There should be some respectful and contemplative pause between such horrible carnage as occurred over the weekend in Florida and the inevitable and necessary political debates that always follow, but that no longer seems possible. With the death toll yet to be tallied, the all too familiar arguments are already being advanced.
This time around it’s difficult for the left to state its usual case. The murders of at least 50 people at an Orlando nightclub already sets a record for the deadliest mass shooting in American history, which would ordinarily cause many of the more prominent media and the predictable politicians to amplify their ritual calls for further gun control laws, but as usual none of their proposals wouldn’t have done anything to prevent the murders and in this case it’s far, far more complicated than that. The nightclub where the murders occurred catered to a homosexual clientele, the murderer made clear that he was motivated by his murderously anti-homosexual Islamic beliefs and his fealty to the Islamic State terror organization that has lately been inflicting such horrors on the homosexuals and the Christians and more peaceable Muslims and many others sorts of similarly sympathetic people in a the wide swath of the Middle East it now commands.

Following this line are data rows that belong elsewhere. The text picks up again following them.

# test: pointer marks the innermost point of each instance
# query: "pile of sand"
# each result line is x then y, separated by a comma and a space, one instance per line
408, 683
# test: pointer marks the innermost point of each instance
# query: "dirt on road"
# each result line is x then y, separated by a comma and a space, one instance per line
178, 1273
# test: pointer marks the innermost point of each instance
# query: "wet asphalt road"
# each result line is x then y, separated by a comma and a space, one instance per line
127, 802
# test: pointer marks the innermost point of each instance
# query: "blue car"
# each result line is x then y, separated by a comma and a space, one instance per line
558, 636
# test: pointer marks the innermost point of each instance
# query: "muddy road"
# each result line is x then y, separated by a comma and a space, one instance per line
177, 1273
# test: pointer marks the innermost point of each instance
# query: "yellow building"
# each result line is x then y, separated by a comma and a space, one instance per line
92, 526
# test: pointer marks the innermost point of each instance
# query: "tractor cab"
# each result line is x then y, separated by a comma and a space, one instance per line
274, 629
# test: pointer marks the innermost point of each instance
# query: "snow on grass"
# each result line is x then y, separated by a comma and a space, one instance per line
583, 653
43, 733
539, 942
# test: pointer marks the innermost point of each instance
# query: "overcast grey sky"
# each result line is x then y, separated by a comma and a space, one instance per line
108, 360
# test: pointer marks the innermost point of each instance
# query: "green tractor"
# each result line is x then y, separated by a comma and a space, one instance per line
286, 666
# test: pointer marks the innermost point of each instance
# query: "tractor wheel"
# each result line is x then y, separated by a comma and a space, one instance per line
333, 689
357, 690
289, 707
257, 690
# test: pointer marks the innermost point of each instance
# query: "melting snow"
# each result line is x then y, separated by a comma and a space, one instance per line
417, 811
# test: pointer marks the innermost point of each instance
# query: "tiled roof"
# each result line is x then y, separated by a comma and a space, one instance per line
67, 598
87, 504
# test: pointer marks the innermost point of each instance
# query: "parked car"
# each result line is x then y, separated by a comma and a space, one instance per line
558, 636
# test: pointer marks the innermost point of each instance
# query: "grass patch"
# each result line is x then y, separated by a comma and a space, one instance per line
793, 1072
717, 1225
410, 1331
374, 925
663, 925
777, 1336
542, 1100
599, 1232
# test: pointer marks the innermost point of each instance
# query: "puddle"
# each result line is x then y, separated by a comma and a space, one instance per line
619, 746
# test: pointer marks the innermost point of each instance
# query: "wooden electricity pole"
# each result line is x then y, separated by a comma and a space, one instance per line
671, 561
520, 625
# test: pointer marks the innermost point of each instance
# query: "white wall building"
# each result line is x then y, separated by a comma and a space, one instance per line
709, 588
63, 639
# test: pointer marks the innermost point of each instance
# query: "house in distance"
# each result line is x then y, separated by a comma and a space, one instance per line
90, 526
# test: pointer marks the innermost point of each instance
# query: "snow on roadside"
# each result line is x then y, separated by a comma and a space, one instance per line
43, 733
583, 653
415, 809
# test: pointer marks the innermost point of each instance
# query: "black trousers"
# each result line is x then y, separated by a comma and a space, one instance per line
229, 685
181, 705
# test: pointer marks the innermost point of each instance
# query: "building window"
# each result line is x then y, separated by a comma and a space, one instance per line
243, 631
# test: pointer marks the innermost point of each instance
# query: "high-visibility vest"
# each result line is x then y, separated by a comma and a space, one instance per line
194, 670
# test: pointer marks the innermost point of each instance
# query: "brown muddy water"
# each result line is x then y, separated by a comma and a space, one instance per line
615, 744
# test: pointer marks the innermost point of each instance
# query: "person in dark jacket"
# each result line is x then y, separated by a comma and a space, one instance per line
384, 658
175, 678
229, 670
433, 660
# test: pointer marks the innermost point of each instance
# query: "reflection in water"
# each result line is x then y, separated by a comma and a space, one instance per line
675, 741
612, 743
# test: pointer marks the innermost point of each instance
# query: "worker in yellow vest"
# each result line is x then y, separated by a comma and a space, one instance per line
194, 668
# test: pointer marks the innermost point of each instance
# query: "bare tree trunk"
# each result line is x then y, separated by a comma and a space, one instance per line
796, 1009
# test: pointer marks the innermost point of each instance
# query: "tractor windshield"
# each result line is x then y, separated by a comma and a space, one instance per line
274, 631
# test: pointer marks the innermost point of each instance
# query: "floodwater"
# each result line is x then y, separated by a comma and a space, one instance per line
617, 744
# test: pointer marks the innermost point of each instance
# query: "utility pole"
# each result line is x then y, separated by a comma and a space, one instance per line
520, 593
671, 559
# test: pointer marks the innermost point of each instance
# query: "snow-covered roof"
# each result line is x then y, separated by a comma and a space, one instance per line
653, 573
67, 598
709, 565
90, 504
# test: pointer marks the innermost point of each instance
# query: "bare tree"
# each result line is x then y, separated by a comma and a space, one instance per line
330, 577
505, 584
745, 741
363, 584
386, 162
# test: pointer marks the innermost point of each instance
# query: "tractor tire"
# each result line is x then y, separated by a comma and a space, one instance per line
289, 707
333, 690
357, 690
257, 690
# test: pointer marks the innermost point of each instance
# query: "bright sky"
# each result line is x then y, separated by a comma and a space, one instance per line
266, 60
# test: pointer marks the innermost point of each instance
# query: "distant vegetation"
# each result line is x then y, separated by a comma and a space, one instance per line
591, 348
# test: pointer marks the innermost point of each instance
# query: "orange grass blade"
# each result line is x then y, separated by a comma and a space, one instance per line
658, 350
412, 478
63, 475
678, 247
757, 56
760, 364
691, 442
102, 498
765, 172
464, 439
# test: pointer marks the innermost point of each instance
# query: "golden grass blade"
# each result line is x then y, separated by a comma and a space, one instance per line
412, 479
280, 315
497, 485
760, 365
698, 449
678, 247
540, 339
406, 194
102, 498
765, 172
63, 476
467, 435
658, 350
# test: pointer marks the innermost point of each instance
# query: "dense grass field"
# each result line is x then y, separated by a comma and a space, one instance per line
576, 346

Thus the President of the United States who lit the White House in the rainbow colors of the homosexual rights movement to celebrate same-sex marriage and dismissed the Islamic State as a “jayvee” team” of terrorism and insists there’s no such thing as radical Islamic terrorism and that at any rate the Koran doesn’t say about homosexuality what that mass murderer read in its plain text and has declared the future should not belong to those who slander the Prophet Muhammad finds himself arguing about gun control from a muddled position.
Even the most polite press media are now obliged to acknowledge that the Islamic State is proudly and credibly blaming credit for the mass murder on American soil, even the president and the rest of the government officials at every level are openly calling it an act of terrorism of some undefined sort of another, and there’s also the unavoidable matter that the killer not only passed those much-ballyhooed background checks for a weapons purchase but also for a position in the federal government, and that his outspoken anti-homosexual Islamic views somehow exempted him from official scrutiny even after two investigations by federal authorities. The recent Secretary of State and presumptive Democratic nominee Hillary Clinton, who has fancied herself a fearless defender of homosexual rights for the past few years it’s been so popular, finds herself a similarly muddled situation.
Meanwhile, the presumptive Republican nominee, real-estate-and-gambling-and-strip-joint-and-professional-wrestling-and-scam-university-and-reality show mogul Donald J. Trump, has staked out what is at least a clearer stand. He’s on record on for wiping out the killer’s family and torturing anyone suspected of being involved with him and banning even the people with more peaceable notions of Islam from entering the country, and he’s used barnyard profanity to describe the bombings he’d inflict on the Islamic State, and although he’s backtracked all the crazy talk about ordering war crimes and how the military would bend to his will if he did, and although he’s also talked about out-sourcing that Islamic State problem to the alluringly strong Russian dictator Vladimir Putin, he still somehow comes off at the stronger horse to an understandably horrified public.
As we pray for those poor souls who suffered in the weekend’s massacre, we’d like to think that some more sensible solution could be found in a respectful and contemplative pause between such horrors and our nation’s response, but that no longer seems possible.